Asthma is a chronic lung disease causing difficulty breathing.1 In the clinic, asthma patients performed a Fractional Exhaled Nitric Oxide (FeNO) test. Inflamed airways produce increased amounts of nitric oxide.2 FeNO levels alone cannot diagnose asthma; however, airway inflammation is related to asthma symptoms.3 Previous work suggested a positive correlation between residual volume (RV) and post-bronchodilator response (BDR).4 Subsequently, the FeNO project sought to clinically investigate the relationship between FeNO measurements and asthma biomarkers such as RV and BDR.

The FeNO project was exciting to undertake with its engaging methodology. The methodology began by measuring patients’ FeNO data. A retrospective chart review was developed for confirmed asthma patients who completed a pulmonary function test (PFT), followed by regression analysis. Furthermore, the lab’s results confirmed the previous work and found a significant positive correlation between FeNO readings (ppb) and BDR (%), as well as a significant positive correlation between FeNO readings (ppb) and RV (% predicted). These results will contribute to the rise of FeNO testing in airways clinics.

Often Alpha-1 patients are misdiagnosed with asthma. I gained valuable exposure to the rare disease Alpha-1. Alpha-1 is a genetic disorder that may result in serious lung disease or liver disease.5 Alpha-1 occurs when there is insufficient alpha-1 antitrypsin (AAT) protein in the blood. The only existing targeted Alpha-1 treatment is Augmentation Therapy, where patients receive a weekly intravenous infusion of AAT protein purified from human donors’ blood with normal levels of AAT.5 Some private insurance policies cover Augmentation Therapy. Consequently, Alpha-1 patients in Ontario may endure complications with private insurance supporting treatment due to different criteria for drug authorization.

As a student in McMaster University’s Arts & Science Program, my undergraduate degree encompasses the stimulation of interdisciplinary learning; therefore, I was intrigued by the Alpha-1 project. The Alpha-1 project integrated healthcare and legal disciplines. The project required the scientific and healthcare knowledge to understand the patient’s genotype, AAT serum levels and PFT data. Additionally, the project required legal information to recognize transparency issues between insurance companies and patients when inquiring about the Augmentation Therapy criteria. The different criteria are currently being analyzed.

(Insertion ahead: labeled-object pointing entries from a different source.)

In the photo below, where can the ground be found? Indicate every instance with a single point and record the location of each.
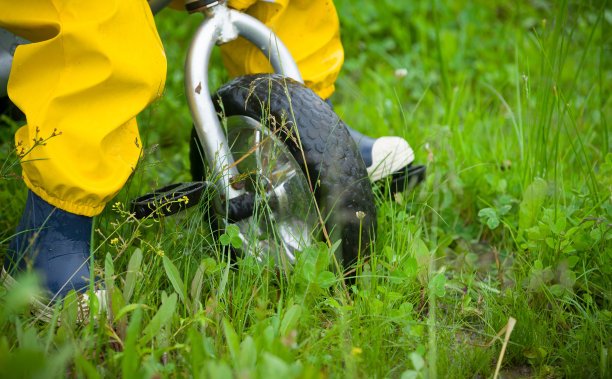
(507, 103)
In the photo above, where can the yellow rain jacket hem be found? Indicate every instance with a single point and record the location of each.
(69, 206)
(90, 69)
(309, 28)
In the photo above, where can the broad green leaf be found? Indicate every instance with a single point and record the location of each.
(132, 273)
(236, 242)
(224, 239)
(417, 361)
(131, 357)
(161, 318)
(411, 266)
(290, 319)
(493, 223)
(196, 284)
(109, 272)
(219, 370)
(129, 308)
(437, 284)
(88, 369)
(531, 205)
(273, 367)
(325, 279)
(487, 212)
(175, 279)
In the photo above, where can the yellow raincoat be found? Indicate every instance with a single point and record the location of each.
(93, 66)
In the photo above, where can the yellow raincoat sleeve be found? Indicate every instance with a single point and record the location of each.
(92, 67)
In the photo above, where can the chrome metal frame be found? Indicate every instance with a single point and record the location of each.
(220, 26)
(223, 25)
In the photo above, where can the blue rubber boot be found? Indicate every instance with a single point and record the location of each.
(56, 245)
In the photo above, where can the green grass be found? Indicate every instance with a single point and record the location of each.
(508, 104)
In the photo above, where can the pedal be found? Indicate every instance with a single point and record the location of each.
(169, 200)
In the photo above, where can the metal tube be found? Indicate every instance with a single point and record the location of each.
(221, 26)
(261, 36)
(208, 127)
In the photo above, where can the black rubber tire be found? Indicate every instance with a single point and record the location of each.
(336, 169)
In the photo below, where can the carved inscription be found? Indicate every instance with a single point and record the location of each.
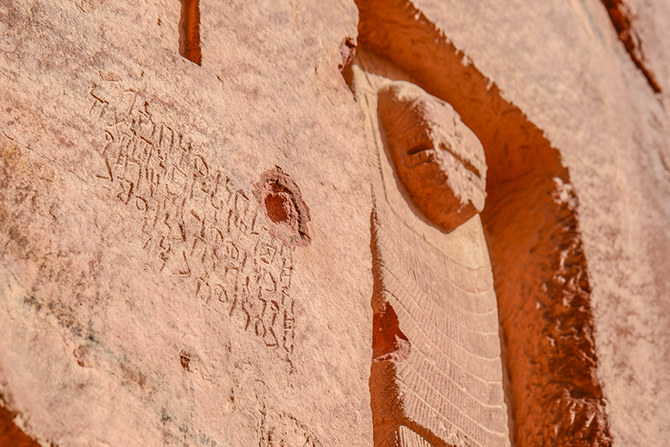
(195, 223)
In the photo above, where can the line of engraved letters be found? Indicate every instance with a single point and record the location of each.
(194, 222)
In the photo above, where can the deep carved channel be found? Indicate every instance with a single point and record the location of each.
(531, 225)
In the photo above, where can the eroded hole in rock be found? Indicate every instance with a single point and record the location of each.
(278, 204)
(532, 232)
(622, 19)
(282, 201)
(388, 341)
(189, 31)
(10, 434)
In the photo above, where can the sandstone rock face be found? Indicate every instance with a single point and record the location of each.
(389, 223)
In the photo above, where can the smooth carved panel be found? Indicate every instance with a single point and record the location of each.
(448, 382)
(193, 221)
(436, 374)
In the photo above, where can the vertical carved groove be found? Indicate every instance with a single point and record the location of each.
(189, 31)
(531, 224)
(622, 20)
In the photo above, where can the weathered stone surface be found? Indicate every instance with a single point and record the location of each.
(206, 239)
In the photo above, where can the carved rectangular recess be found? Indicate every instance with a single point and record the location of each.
(531, 225)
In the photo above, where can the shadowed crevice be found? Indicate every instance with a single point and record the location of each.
(10, 434)
(622, 20)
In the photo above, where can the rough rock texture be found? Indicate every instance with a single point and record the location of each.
(207, 239)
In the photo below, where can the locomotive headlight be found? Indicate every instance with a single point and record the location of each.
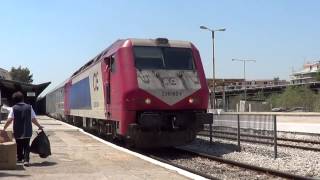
(147, 101)
(191, 100)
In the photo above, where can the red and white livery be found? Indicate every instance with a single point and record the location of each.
(151, 92)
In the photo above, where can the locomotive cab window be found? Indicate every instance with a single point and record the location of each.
(163, 58)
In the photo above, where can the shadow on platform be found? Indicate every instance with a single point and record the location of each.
(43, 164)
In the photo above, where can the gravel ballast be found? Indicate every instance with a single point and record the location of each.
(294, 161)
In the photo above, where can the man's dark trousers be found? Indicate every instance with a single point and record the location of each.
(23, 149)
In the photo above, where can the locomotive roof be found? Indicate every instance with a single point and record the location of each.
(135, 42)
(154, 42)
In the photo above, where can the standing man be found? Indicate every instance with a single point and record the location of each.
(22, 115)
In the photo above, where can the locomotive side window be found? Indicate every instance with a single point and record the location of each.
(113, 64)
(163, 58)
(148, 58)
(178, 58)
(108, 99)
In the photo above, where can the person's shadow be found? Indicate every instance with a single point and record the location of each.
(43, 164)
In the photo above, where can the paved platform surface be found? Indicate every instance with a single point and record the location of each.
(76, 155)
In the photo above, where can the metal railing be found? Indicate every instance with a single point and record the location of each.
(244, 127)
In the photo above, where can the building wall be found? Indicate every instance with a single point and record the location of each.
(307, 74)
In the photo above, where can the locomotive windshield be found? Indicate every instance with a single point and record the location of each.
(163, 58)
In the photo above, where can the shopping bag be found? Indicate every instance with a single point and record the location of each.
(41, 145)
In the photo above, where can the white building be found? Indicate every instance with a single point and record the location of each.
(307, 74)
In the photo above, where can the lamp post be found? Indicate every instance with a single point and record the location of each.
(213, 96)
(244, 74)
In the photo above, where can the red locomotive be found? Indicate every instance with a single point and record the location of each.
(151, 92)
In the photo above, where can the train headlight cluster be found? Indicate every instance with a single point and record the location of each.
(147, 101)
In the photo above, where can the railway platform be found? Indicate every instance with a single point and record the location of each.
(79, 155)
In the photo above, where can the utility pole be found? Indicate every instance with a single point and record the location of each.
(213, 96)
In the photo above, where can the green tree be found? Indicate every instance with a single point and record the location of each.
(21, 75)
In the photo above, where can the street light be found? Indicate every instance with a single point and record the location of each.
(213, 97)
(244, 74)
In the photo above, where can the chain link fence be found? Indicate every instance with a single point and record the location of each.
(240, 127)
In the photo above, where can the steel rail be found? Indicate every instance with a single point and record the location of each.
(248, 166)
(265, 137)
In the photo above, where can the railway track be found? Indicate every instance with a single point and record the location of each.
(232, 136)
(248, 166)
(255, 171)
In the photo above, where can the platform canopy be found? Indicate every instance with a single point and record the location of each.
(30, 91)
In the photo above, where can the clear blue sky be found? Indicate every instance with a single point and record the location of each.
(54, 38)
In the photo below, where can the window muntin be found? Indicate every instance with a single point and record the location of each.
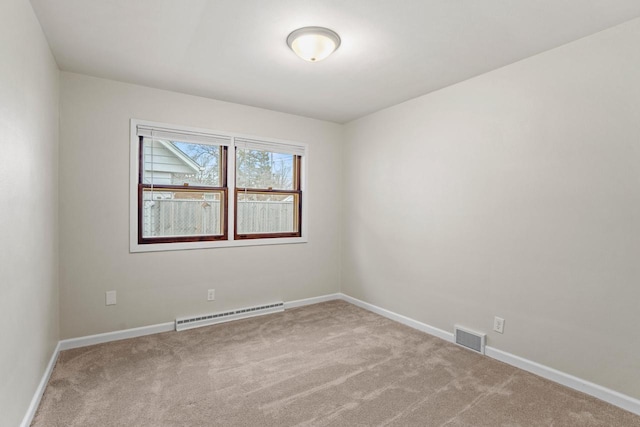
(267, 195)
(182, 191)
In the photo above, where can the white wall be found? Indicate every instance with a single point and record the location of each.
(517, 194)
(28, 207)
(156, 287)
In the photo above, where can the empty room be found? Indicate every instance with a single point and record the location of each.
(320, 213)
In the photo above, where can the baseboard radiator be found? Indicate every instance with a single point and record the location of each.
(470, 339)
(184, 323)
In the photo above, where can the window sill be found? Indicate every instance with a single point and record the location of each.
(135, 247)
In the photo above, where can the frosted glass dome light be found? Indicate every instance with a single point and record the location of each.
(313, 44)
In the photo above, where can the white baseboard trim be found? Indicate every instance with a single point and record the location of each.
(611, 396)
(35, 401)
(314, 300)
(447, 336)
(615, 398)
(116, 335)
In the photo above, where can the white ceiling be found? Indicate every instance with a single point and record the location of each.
(235, 50)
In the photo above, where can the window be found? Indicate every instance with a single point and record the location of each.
(196, 189)
(268, 191)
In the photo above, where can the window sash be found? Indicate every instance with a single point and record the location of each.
(223, 214)
(297, 214)
(157, 132)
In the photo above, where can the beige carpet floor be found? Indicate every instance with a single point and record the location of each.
(329, 364)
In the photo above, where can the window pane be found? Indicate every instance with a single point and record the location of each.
(181, 213)
(179, 163)
(267, 213)
(264, 170)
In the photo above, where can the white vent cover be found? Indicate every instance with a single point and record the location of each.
(184, 323)
(470, 339)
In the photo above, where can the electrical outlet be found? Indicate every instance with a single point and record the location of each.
(110, 298)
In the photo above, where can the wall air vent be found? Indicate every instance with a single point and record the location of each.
(470, 339)
(184, 323)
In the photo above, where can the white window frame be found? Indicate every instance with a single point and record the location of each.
(134, 166)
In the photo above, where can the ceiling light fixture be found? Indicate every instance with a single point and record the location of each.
(313, 44)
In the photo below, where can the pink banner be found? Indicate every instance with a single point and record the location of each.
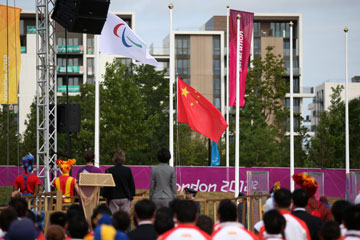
(213, 179)
(246, 28)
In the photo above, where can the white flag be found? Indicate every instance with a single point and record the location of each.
(117, 38)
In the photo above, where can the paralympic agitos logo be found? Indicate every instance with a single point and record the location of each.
(124, 37)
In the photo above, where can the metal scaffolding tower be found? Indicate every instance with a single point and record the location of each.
(46, 137)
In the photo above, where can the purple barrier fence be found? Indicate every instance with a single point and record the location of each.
(212, 179)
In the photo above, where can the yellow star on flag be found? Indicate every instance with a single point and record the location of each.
(184, 92)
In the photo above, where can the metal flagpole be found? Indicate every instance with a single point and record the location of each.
(227, 86)
(97, 101)
(171, 90)
(237, 117)
(291, 110)
(347, 150)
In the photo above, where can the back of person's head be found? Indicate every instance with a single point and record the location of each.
(77, 227)
(119, 158)
(20, 206)
(227, 211)
(352, 217)
(186, 211)
(21, 229)
(274, 222)
(89, 156)
(205, 223)
(55, 232)
(330, 231)
(58, 218)
(75, 210)
(144, 209)
(98, 211)
(338, 210)
(282, 198)
(163, 220)
(121, 220)
(7, 216)
(300, 197)
(164, 155)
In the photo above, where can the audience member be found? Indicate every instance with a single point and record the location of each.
(329, 231)
(120, 196)
(55, 232)
(205, 223)
(27, 182)
(21, 229)
(229, 228)
(89, 167)
(186, 217)
(163, 220)
(7, 216)
(144, 215)
(337, 211)
(314, 207)
(77, 227)
(58, 218)
(163, 180)
(275, 224)
(295, 228)
(352, 222)
(300, 200)
(121, 221)
(106, 231)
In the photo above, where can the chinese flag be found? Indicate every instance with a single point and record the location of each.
(200, 114)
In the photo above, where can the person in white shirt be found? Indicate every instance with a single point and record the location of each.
(229, 228)
(295, 228)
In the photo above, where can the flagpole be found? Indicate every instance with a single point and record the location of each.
(237, 117)
(291, 110)
(171, 94)
(97, 102)
(227, 87)
(347, 150)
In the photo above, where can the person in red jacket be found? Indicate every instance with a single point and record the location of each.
(28, 183)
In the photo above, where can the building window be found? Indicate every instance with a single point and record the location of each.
(182, 45)
(216, 46)
(257, 29)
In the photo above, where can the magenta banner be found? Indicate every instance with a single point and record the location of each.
(246, 28)
(214, 179)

I am grateful for Dr. Kenneth Chapman and his team’s mentorship in an enriched environment. I am thankful for the Institute of Medical Science at the University of Toronto for allowing me to gain valuable clinical research experience in the Summer Undergraduate Research Program. This engaging experience gave me the chance to connect with asthma and Alpha-1 patients. I learned how to interpret FeNO and PFT data. I was enlightened to the significance of research for common and rare diseases. My insightful experience attending a Respirology Research Day prompted my desire to submit an abstract to the 2020 Canadian and American Thoracic Society Conferences.